The other 100 customers are planning to churn, although your model predicts that 30 of them will not churn. These are the false negatives, as 30 model predictions of customers not churning (the “negative” in this case) are inaccurate. Those 30 customers would likely not receive the special treatment needed to convince them to stay, and you would lose those 30 customers.

So, which error is more undesirable to your team? Would you rather:

• Waste the energy catering to 70 customers who were never planning to churn, or;
• Lose 30 customers who were neglected?

Most would agree that losing customers is more undesirable, meaning false negative errors are more significant to your success as a business in this scenario. Therefore, avoiding a metric that uses false negatives is the way to go, such as the precision metric.

This example offers a mere glimpse of how you can measure ML model performance. As you can see, even this brief look at a sample of classification metrics is complex and requires numerous observations and calculations.
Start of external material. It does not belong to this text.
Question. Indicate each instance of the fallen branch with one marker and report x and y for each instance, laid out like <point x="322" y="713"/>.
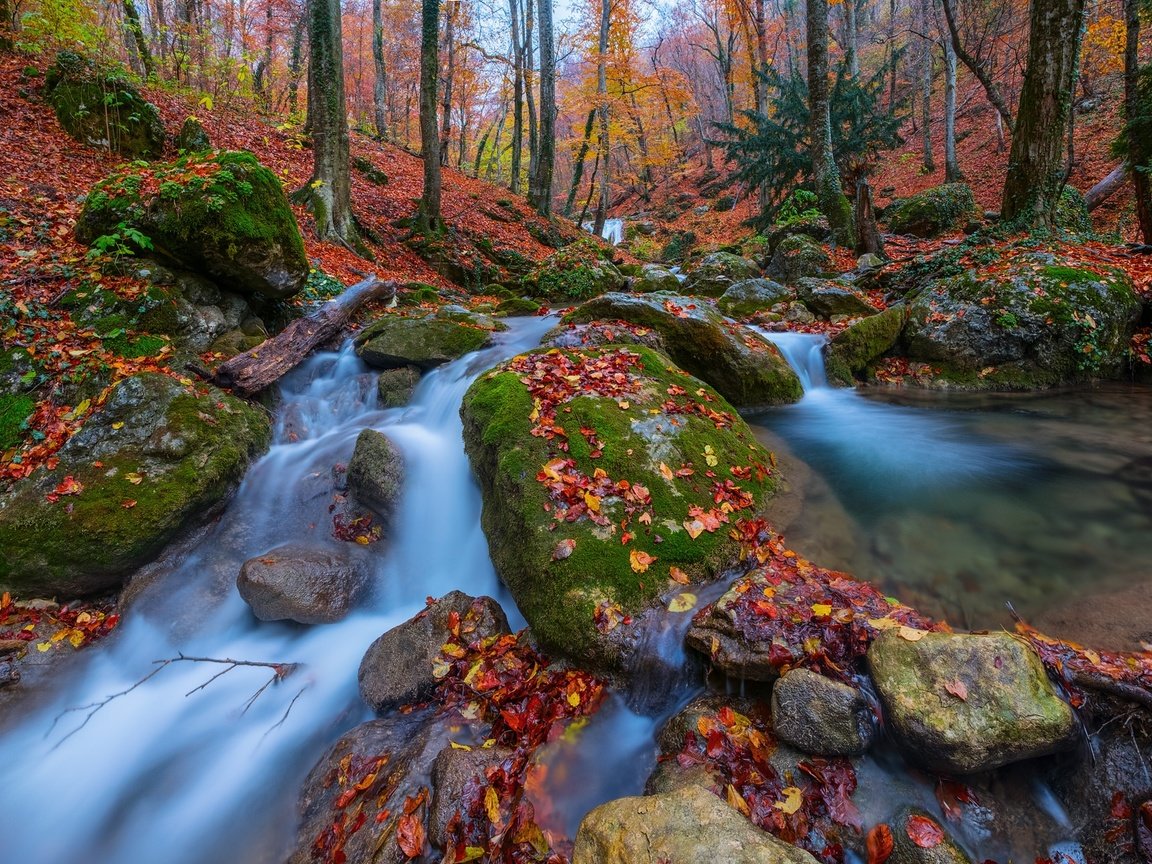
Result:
<point x="252" y="371"/>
This is why the best way to monitor model performance is with an MPM platform. Check out our MPM best practices for more tips.

## Model monitoring tools in MPM platforms

A quality MPM platform will allow you to observe performance, drift, outliers, and errors, and provide explanations for model decisions. It should alert stakeholders to any potential issues and why those issues are occurring. And the platform capabilities shouldn’t stop there—they should cover the entire MLOps lifecycle, from validating and training the model to analyzing outputs. Ultimately, it’s about ensuring you are building high-performing, responsible AI.